O presidente do Senado, José Sarney, anunciou na tarde desta terça-feira (02/02/2011), que vai criar uma comissão especial para discutir e apresentar, ainda no primeiro semestre deste ano, uma proposta de reforma política. Entre seus compromissos antes de assumir novamente a Presidência da Casa para o biênio 2011-2012, Sarney disse que esta seria uma de suas prioridades.
– Vou convocar os presidentes dos partidos políticos; vou pessoalmente procurá-los. Vou fazer uma comissão para, com prazo certo, apresentar propostas – prometeu.
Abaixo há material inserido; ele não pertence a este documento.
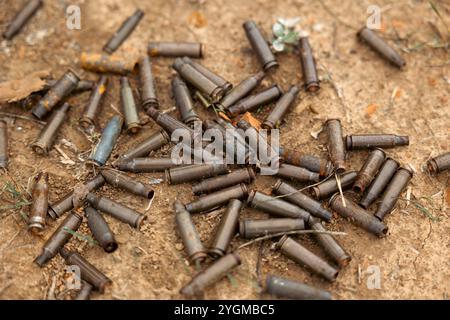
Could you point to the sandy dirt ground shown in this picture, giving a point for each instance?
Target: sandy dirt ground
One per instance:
(373, 97)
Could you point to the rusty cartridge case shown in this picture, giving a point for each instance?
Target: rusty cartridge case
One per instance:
(302, 200)
(48, 134)
(154, 142)
(218, 198)
(368, 141)
(381, 47)
(120, 180)
(380, 182)
(273, 120)
(241, 90)
(147, 164)
(188, 233)
(65, 204)
(198, 80)
(88, 272)
(227, 229)
(175, 49)
(21, 18)
(59, 238)
(56, 94)
(4, 156)
(213, 273)
(290, 289)
(297, 173)
(308, 62)
(335, 144)
(329, 244)
(330, 187)
(129, 107)
(100, 230)
(85, 291)
(89, 116)
(306, 258)
(261, 98)
(368, 171)
(102, 151)
(183, 101)
(102, 63)
(260, 46)
(246, 175)
(116, 210)
(393, 191)
(276, 206)
(439, 163)
(39, 206)
(194, 172)
(358, 216)
(148, 90)
(123, 32)
(221, 82)
(256, 228)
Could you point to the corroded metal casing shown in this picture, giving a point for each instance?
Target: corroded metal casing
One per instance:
(211, 275)
(88, 272)
(369, 141)
(285, 288)
(282, 106)
(227, 229)
(302, 200)
(380, 182)
(297, 173)
(102, 63)
(65, 204)
(328, 188)
(218, 198)
(260, 46)
(116, 210)
(194, 172)
(183, 101)
(306, 258)
(221, 82)
(246, 175)
(393, 191)
(188, 233)
(59, 238)
(358, 216)
(261, 98)
(120, 180)
(92, 109)
(48, 134)
(56, 94)
(21, 18)
(329, 244)
(198, 80)
(335, 144)
(310, 77)
(100, 230)
(175, 49)
(4, 156)
(123, 32)
(241, 90)
(256, 228)
(439, 163)
(381, 46)
(39, 206)
(148, 90)
(102, 151)
(129, 107)
(368, 171)
(276, 206)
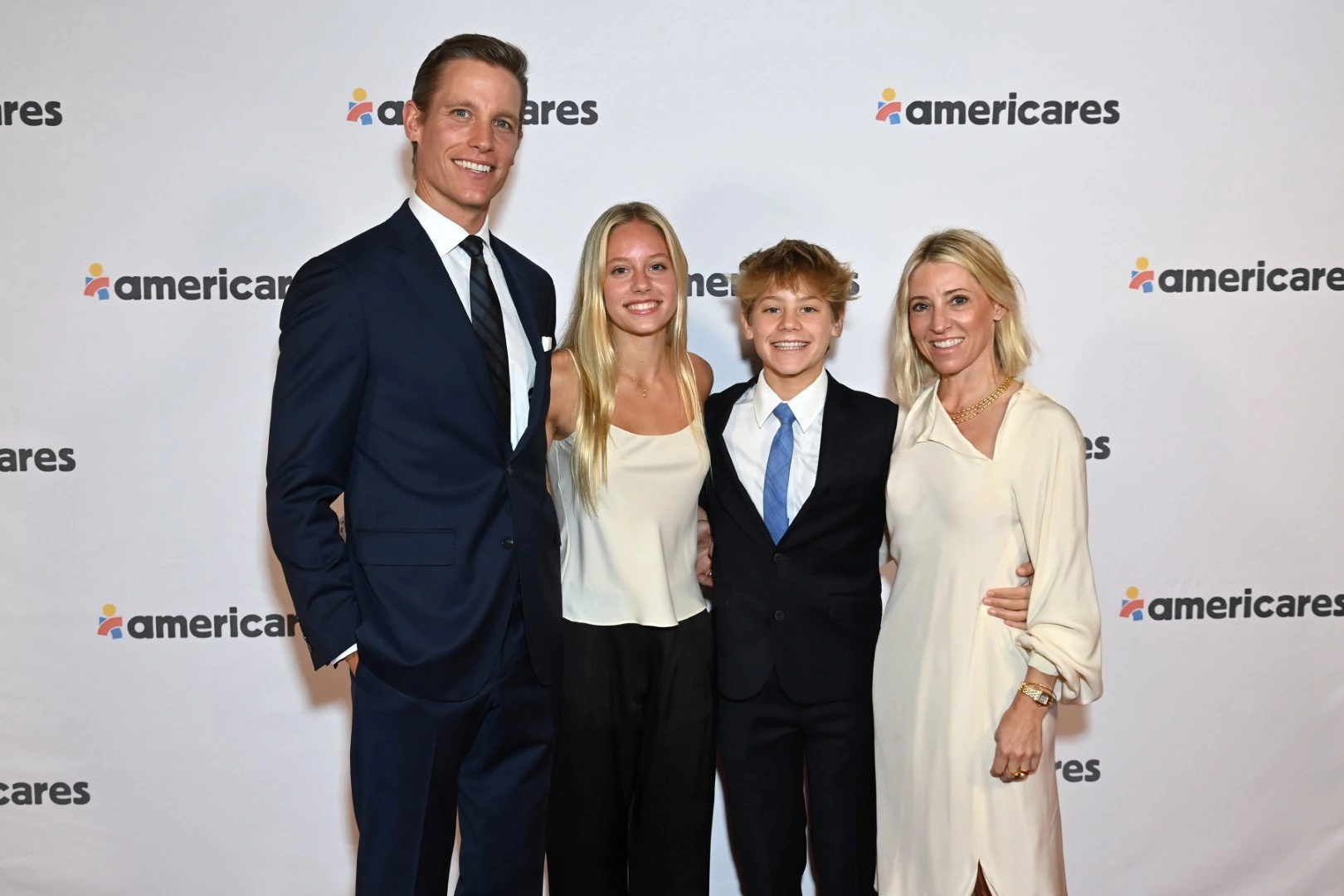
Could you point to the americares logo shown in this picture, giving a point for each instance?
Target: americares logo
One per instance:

Ao chegar ao Senado pela manhã, Sarney havia alertado para a necessidade de se tentar a reforma já em 2011, primeiro ano da nova legislatura. A experiência mostraria que a partir do segundo ano uma reforma política teria muitas dificuldades em ser aprovada, especialmente por causa da ação de “interesses corporativos”.
Após dirigir a 3ª reunião preparatória para a escolha dos membros titulares da Mesa do Senado, o presidente Sarney, em rápida entrevista à imprensa, disse esperar alguma dificuldade para a próxima etapa: a eleição dos presidentes das 11 comissões permanentes da Casa.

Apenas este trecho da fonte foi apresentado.